Disruptif : Souvent employé dans l’expression « on veut quelque chose de disruptif » ou encore « c’est disruptif ! », le terme (employé au champ lexical de l’électricité) désigne dans le milieu de l’entreprise une innovation particulièrement subversive et réussie, associée à une rupture de l’ordre des choses. Mais, comme le souligne Quentin Périnel à juste titre, « la disruption permanente a tué la disruption: à force de vouloir rendre disruptif tout et n’importe quoi, le terme est devenu à la fois ridicule et insupportable ».
Ubérisation : Ah, l’ubérisation, en voilà un concept disruptif justement ! Ce néologisme est tiré, nous explique l’AFP pour L’Express L’Entreprise, « du nom de la plateforme en ligne Uber de service de voiture avec chauffeur » et désigne par extension un « modèle économique désintermédié », mettant en relation clients et offrants, qui fait trembler l’économie traditionnelle. » Astucieux à l’époque, ce terme commence toutefois à sentir le réchauffé à mesure que les ubérisations se banalisent.
Buzz : Dans le même ordre d’idée, la star du marketing « buzz » (exemple : « L’objectif c’est de faire un peu de buzz ») est en passe de devenir vocabulum non gratum pour cause d’usage excessif du mot ET du concept. « Véritable phénomène de la génération internet » et hérité de la culture américaine selon laquelle il faut « faire de l’effet par tous les moyens », d’après Julie Neveux interviewée par le Huffington Post, faire le buzz signifie faire sensation ou avoir du succès, d’une façon généralement aussi intense que brève.
Bankable : Très populaire il y a quelques années, bankable réussit un triple combo : anglicisme, équivalent en français (« rentable » ou même le méconnu « bancable »), et associé à un état d’esprit plutôt désagréable -surtout lorsqu’employé à propos d’êtres humains.

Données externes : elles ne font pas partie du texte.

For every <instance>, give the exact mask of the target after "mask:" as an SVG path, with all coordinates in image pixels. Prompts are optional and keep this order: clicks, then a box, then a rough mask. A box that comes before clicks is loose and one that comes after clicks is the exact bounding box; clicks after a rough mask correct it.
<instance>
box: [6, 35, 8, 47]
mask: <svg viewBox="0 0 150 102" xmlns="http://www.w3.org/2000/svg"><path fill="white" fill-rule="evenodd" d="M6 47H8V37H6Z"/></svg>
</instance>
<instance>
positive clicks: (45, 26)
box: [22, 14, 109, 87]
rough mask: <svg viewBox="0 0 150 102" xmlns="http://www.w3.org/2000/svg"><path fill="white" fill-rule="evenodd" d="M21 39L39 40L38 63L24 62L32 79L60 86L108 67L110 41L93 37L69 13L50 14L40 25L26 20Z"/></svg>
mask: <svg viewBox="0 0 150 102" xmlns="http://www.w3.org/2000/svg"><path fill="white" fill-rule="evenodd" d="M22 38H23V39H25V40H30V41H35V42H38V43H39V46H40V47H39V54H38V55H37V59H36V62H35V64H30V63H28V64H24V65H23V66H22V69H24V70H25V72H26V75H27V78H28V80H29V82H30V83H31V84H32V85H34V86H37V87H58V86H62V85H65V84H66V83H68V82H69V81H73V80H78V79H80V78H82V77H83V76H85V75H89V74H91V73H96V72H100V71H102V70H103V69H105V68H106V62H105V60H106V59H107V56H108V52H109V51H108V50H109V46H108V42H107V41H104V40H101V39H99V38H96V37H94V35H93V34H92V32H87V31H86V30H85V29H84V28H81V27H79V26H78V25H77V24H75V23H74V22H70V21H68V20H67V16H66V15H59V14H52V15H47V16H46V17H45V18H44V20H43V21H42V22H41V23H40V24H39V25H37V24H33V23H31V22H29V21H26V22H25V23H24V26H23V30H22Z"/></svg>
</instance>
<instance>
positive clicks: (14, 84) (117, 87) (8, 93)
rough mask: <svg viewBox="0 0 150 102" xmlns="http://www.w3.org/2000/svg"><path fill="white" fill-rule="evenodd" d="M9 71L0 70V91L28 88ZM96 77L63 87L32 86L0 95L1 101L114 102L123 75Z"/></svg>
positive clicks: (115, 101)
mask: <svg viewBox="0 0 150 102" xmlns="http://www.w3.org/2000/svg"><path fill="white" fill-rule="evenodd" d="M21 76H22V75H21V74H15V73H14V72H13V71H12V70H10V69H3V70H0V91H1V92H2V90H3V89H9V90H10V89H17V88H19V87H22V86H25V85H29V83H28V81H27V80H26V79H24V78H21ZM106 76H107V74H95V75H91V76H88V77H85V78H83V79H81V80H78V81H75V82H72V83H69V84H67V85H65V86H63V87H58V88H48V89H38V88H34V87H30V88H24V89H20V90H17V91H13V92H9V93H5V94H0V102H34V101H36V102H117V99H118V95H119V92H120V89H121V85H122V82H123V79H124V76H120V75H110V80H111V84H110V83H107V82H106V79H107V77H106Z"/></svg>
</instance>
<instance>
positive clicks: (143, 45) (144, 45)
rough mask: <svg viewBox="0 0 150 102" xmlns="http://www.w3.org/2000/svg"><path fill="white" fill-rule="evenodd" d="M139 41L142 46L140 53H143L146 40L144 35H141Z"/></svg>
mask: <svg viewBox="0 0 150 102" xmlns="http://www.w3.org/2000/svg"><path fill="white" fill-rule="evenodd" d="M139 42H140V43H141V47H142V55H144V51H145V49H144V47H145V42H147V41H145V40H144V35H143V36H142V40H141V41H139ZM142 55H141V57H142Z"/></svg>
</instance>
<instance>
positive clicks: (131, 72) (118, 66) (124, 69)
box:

Incentiver : Petit nouveau dans le jargon, « incentiver » n’est pas encore tombé en désuétude. Raison de plus pour devancer l’air du temps et tuer son usage dans l’œuf. Remplaçant des verbes (pourtant parfaitement fonctionnels) inciter, stimuler ou motiver, ce mot créé à partir de l’anglais représente le paroxysme du snobisme lexical en entreprise : « comme tous les mots forgés à partir de l’anglo-saxon, il fait efficace et pro », remarque Alexandre des Isnards, auteur du Dictionnaire du nouveau français (Ed. Allary).
Briefer, débriefer : Incontournables de la vie de bureau, le verbe briefer et son corollaire débriefer ont remplacé des expressions parfaitement équivalentes et beaucoup plus précises- comme « faire le point » ou « faire un bilan ». Non seulement ils ont perdu le lustre de la nouveauté, mais en plus « il existe en français un grand nombre de verbes et d’expressions qui permettent de se passer aisément de ces anglicismes », rappelle l’Académie française.
Force de proposition : Autre expression ternie par un usage intempestif, le qualificatif « force de proposition » (qui désigne un collaborateur fiable et plein d’initiative) revêt à force un caractère oppressant, observe Quentin Périnel du Figaro. « En entreprise, il «faut» être force de proposition. Nous y sommes justement contraints et forcés. »
« Je suis sous l’eau. » : Peut signifier « Je n’ai pas de temps pour toi » « ou « regarde comme je travaille », cette expression est souvent utilisée pour valoriser son importante implication dans les projets de l’entreprise.